Post # 1
I have only 1 girl cousin and my aunts are already trying the guilt trip on me to have her involved. She’s a lot older, she really wants to have her own wedding but is single, we don’t ever talk except maybe twice a year at family holidays, and she has some learning/processing difficulties which makes it hard for her to understand wedding etiquette. She’s already asked to be in my bridal party and begged me to to let her go dress shopping (she’s not going to be in the bridal party and I’ve gone dress shopping without her and bought the dress).
I don’t want to sound rude or mean but I don’t know what role my cousin can play so that my family feels I am doing the right thing and my cousin feels included. My brother got married last year and my family tried to pressure his wife to include my cousin but they backed off because she wasn’t blood family and understood she had her own friends/family/etc.
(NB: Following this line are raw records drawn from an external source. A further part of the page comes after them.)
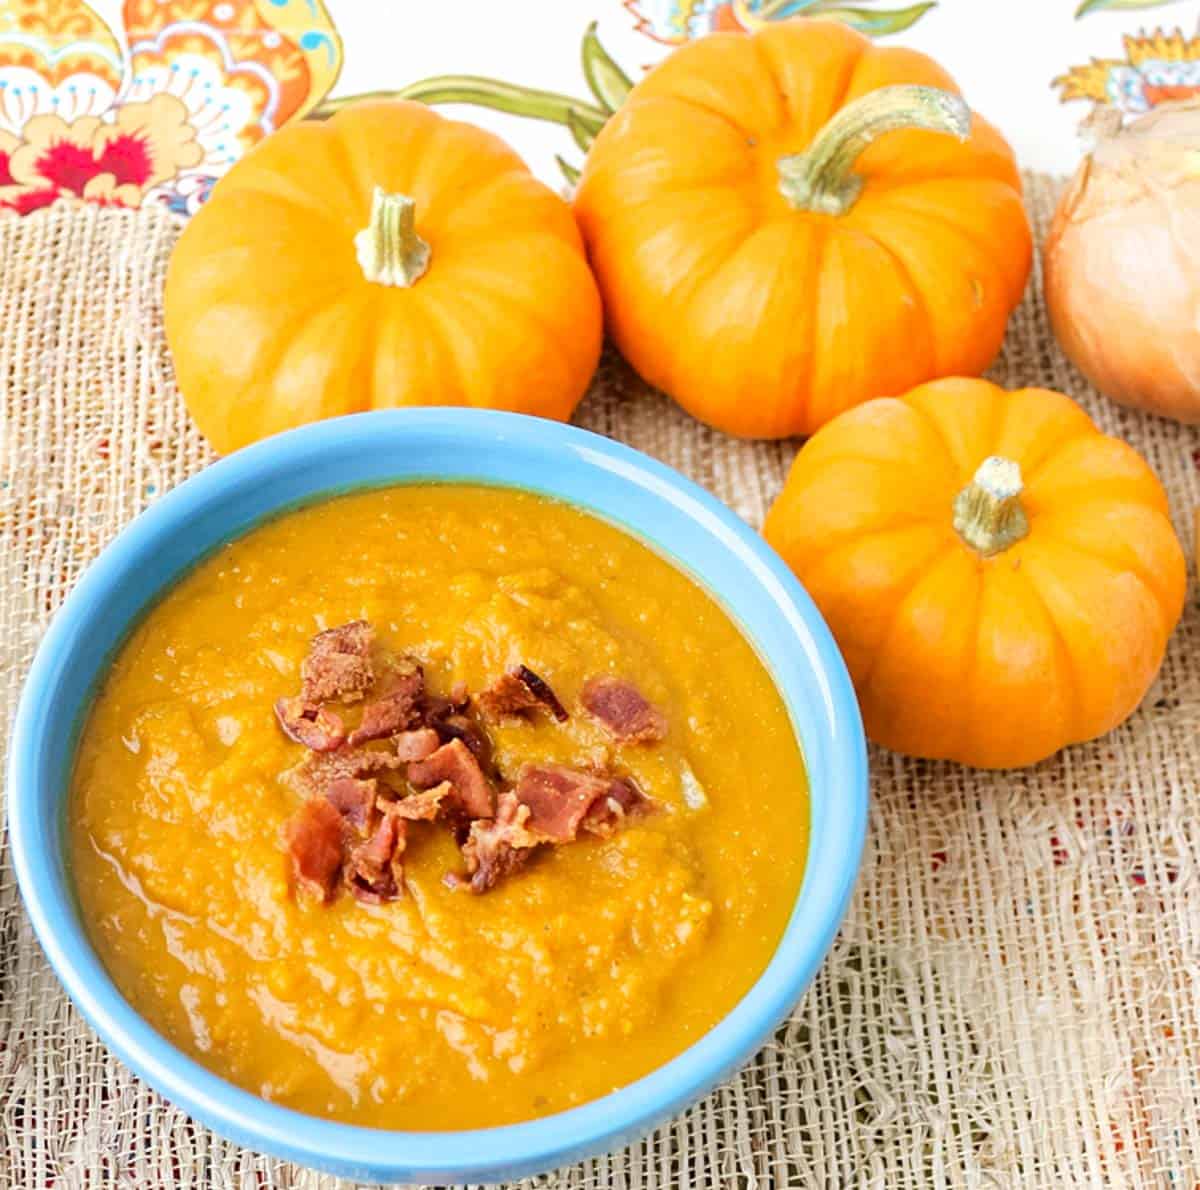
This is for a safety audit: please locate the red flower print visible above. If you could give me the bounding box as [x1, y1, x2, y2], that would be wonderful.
[33, 139, 100, 196]
[94, 132, 153, 189]
[0, 96, 200, 214]
[4, 187, 60, 216]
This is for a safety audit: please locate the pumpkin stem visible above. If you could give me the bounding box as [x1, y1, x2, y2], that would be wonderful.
[777, 85, 971, 216]
[953, 456, 1030, 557]
[355, 187, 431, 288]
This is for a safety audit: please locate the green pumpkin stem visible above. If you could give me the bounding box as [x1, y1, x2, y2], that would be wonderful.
[953, 456, 1030, 557]
[777, 85, 971, 216]
[355, 187, 431, 288]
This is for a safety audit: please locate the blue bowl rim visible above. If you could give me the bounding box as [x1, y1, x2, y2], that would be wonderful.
[8, 408, 867, 1183]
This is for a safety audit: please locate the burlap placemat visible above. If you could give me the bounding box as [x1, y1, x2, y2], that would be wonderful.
[1, 175, 1197, 1189]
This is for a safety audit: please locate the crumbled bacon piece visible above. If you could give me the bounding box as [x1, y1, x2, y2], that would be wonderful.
[274, 696, 346, 752]
[453, 767, 651, 894]
[581, 775, 647, 838]
[300, 620, 374, 704]
[511, 765, 607, 843]
[325, 777, 378, 832]
[515, 764, 650, 843]
[420, 685, 492, 770]
[346, 812, 407, 903]
[431, 712, 493, 772]
[283, 746, 403, 800]
[407, 739, 494, 820]
[391, 781, 452, 822]
[581, 675, 667, 743]
[460, 791, 539, 893]
[514, 665, 569, 721]
[392, 727, 440, 762]
[420, 682, 469, 723]
[346, 657, 424, 746]
[284, 798, 345, 902]
[392, 768, 497, 828]
[477, 665, 568, 723]
[477, 672, 531, 719]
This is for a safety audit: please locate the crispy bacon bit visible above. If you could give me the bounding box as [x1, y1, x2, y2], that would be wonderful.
[325, 777, 378, 832]
[515, 764, 650, 843]
[477, 665, 568, 723]
[346, 812, 407, 903]
[514, 666, 569, 721]
[512, 765, 608, 843]
[274, 696, 346, 752]
[477, 672, 532, 719]
[392, 770, 495, 828]
[453, 767, 651, 895]
[393, 727, 441, 762]
[420, 683, 468, 724]
[347, 658, 425, 746]
[300, 620, 374, 704]
[581, 675, 667, 743]
[460, 792, 539, 893]
[283, 746, 403, 800]
[284, 798, 345, 902]
[582, 775, 648, 838]
[421, 686, 492, 769]
[432, 712, 493, 772]
[407, 739, 494, 820]
[391, 781, 452, 822]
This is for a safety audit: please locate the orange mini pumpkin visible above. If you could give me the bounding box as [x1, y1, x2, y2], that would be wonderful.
[575, 20, 1032, 438]
[165, 101, 603, 454]
[764, 378, 1186, 768]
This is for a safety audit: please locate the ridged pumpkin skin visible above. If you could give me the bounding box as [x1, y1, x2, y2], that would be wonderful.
[165, 101, 602, 454]
[574, 20, 1032, 439]
[764, 379, 1186, 768]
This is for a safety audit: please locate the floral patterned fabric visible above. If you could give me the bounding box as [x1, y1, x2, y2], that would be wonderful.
[4, 0, 1200, 216]
[0, 0, 341, 215]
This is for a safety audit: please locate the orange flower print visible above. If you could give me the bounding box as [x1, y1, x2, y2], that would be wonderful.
[1056, 28, 1200, 114]
[0, 0, 342, 217]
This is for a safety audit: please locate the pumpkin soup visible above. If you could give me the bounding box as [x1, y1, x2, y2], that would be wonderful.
[70, 485, 809, 1130]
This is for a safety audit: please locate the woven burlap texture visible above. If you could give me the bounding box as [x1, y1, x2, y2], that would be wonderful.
[1, 175, 1198, 1190]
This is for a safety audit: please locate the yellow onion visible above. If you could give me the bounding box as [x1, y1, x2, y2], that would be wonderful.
[1045, 104, 1200, 423]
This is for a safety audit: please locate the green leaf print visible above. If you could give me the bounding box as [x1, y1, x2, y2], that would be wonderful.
[555, 155, 581, 186]
[582, 21, 633, 113]
[566, 105, 599, 153]
[316, 77, 607, 128]
[1075, 0, 1185, 14]
[810, 2, 938, 34]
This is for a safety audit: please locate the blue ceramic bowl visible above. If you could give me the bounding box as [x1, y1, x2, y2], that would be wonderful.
[9, 409, 867, 1185]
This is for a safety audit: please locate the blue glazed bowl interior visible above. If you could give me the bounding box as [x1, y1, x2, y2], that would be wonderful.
[9, 409, 867, 1185]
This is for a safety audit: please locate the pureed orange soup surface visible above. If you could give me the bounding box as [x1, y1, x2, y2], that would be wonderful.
[70, 485, 809, 1129]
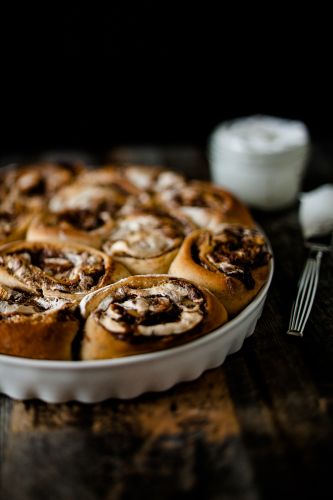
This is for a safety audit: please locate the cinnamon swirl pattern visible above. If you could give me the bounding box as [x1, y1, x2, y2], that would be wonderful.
[0, 162, 272, 361]
[80, 275, 228, 359]
[29, 181, 143, 247]
[26, 209, 114, 248]
[120, 165, 186, 192]
[155, 180, 254, 231]
[102, 210, 196, 274]
[169, 225, 271, 315]
[0, 285, 79, 360]
[0, 162, 84, 210]
[78, 164, 186, 193]
[49, 183, 129, 216]
[0, 241, 129, 301]
[75, 164, 184, 214]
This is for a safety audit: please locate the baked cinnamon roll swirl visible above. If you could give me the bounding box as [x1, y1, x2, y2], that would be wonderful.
[1, 162, 84, 210]
[76, 166, 139, 191]
[26, 208, 115, 249]
[0, 285, 79, 360]
[169, 225, 271, 315]
[35, 183, 137, 246]
[155, 180, 254, 231]
[0, 241, 130, 301]
[79, 163, 185, 190]
[102, 210, 196, 274]
[48, 183, 128, 214]
[77, 165, 185, 214]
[79, 275, 228, 359]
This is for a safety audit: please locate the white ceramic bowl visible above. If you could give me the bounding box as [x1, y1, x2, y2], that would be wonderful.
[0, 256, 274, 403]
[208, 115, 309, 210]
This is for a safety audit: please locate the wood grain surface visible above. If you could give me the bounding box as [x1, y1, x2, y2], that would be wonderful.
[0, 145, 332, 500]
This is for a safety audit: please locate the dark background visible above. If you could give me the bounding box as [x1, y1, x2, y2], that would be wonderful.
[0, 5, 332, 160]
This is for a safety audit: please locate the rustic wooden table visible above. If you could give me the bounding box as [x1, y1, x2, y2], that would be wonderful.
[0, 145, 332, 500]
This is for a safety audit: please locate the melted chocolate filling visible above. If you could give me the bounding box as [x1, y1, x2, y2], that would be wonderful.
[57, 209, 109, 231]
[22, 178, 46, 196]
[173, 189, 226, 209]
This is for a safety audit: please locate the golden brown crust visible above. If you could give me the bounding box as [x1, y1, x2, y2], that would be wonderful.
[0, 163, 268, 362]
[76, 166, 141, 194]
[1, 162, 85, 210]
[80, 164, 186, 192]
[101, 209, 196, 274]
[0, 312, 79, 360]
[169, 226, 271, 315]
[26, 210, 115, 248]
[155, 180, 254, 231]
[0, 285, 79, 360]
[48, 183, 128, 214]
[105, 249, 180, 276]
[0, 240, 130, 301]
[80, 275, 228, 359]
[76, 165, 186, 215]
[29, 180, 138, 248]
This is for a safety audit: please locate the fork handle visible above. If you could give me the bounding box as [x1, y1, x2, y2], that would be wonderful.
[287, 250, 323, 337]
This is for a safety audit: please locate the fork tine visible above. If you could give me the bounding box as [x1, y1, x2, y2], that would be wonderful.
[287, 251, 323, 336]
[298, 258, 321, 332]
[289, 259, 313, 331]
[296, 260, 317, 332]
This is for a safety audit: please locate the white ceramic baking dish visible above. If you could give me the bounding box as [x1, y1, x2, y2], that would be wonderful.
[0, 256, 274, 403]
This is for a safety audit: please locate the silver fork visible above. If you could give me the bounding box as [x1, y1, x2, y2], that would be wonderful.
[287, 232, 333, 337]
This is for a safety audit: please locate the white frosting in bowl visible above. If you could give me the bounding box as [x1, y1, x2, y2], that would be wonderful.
[211, 115, 309, 155]
[208, 115, 310, 210]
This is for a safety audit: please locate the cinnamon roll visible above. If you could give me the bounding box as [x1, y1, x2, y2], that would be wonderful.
[79, 275, 228, 359]
[77, 165, 184, 213]
[76, 165, 137, 191]
[169, 225, 271, 315]
[1, 162, 84, 210]
[36, 182, 137, 246]
[102, 209, 196, 274]
[26, 209, 115, 249]
[0, 285, 79, 360]
[0, 241, 130, 301]
[48, 183, 128, 214]
[79, 163, 185, 191]
[155, 180, 254, 231]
Any suggestions or ideas?? She can’t read very well so having her do a reading at the wedding mass isn’t a good idea. No to he being a bridesmaid (I really only want a few people with whom I feel really close). No to throwing the bridal shower (she almost ruined my sister-in-law’s by trying to open her presents and crying about not being married). I’m not sure if I’m having a guest book that she could man (I might just use the photo-booth as the guestbook). I DON’T KNOW!
Post # 3
Ushers/greeter? She could help guests find a seat Nd direct them to the proper side (if you are doing sides. If not, she could tell them they don’t need to pick a side)
Post # 4
What about a personal attendent? Like helping you with your dress. You could still have someone else but include her too? Maybe you can also have her help make decorations and decorate day of.
If it were me, I’d put my foot down, but if you want to avoid the drama that is what I have for you. MIL was upset becuase we didn’t include her half-sister’s neice, whom DH had only met once in his life, as flower girl and DH’s 4 th cousin as an usher (she said DH’s cousin loves him–yeah, that was 15 years ago and they never even came to the wedding anyway so good choice on our part).
Post # 5
Kind of along the lines of “manning the guestbook”, but could she perhaps be stationed near the seating chart, if you are having one, to help people find their seats? This is what my sister and I did at my mom’s second wedding when we were young, as a way for us to be involved.
You mentioned you don’t want her to do a reading at the mass… is this a Catholic mass? If you are doing communion she help bring up the gifts. That’s what my cousins did at my dad’s wedding.
Good luck… I’m sure you’ll come up with something.
Post # 6
Are you doing programs? Maybe she can hand out those?
Post # 7
Even with some learning disabilities, she sounds like a brat.
I’d offer her (well, really her mom’s asking, right?) flower girl or nothing – seems to suit her level of maturity.
I would be saying NO to my family – just because she’s older and not married doesn’t make that my problem, and it certainly doesn’t mean my wedding is her pity party.
AND, I wouldn’t invite her to my shower after she pulled a stunt like that!!!
Honestly it sounds like the healtiest role for this girl is to not be involved at all.
But other than that, assign her some role that makes it clear to her that she isn’t really involved with the bride – not your bridal assistant, or even handing out the ceremony programs, but maybe something like the person who hands out the favors at the end of the night.
Post # 8
I’d ask her AND HER MOTHER to hand out programs. That way, she is well supervised and she has a job. Get her a corsage if you think it would help her feel a bit more included.
Post # 9
What if you put her in charge of running errands. My mom and I went to a wedding and we were orginally just in charge of the guestbook but ended up doing that, putting on the boutonnieres, tracking down a MIA GM, getting the bride when it was time for her walk, detouring the groom when he was about to run into the bride, pointing out the bathroom and giving guest basic information, taking stuff to the bridal suit, just small last minute things that needed to be done and the poor MOB who was super frazzled and busy would have lost it if we weren’t there to do all that. It was fun and kept us busy and if we were screw anything up it could have easily been fixed by someone else. Just ask her and her mom to do this, call them your very important DOCs and get them some coursages.
Post # 10
@Amelia2014: Since she seems old enough, how about having her as one of the “witnesses” for signing the marriage license during/after mass?
Post # 11
a greeter at the door and to direct people were to sit to keep the isle seats even.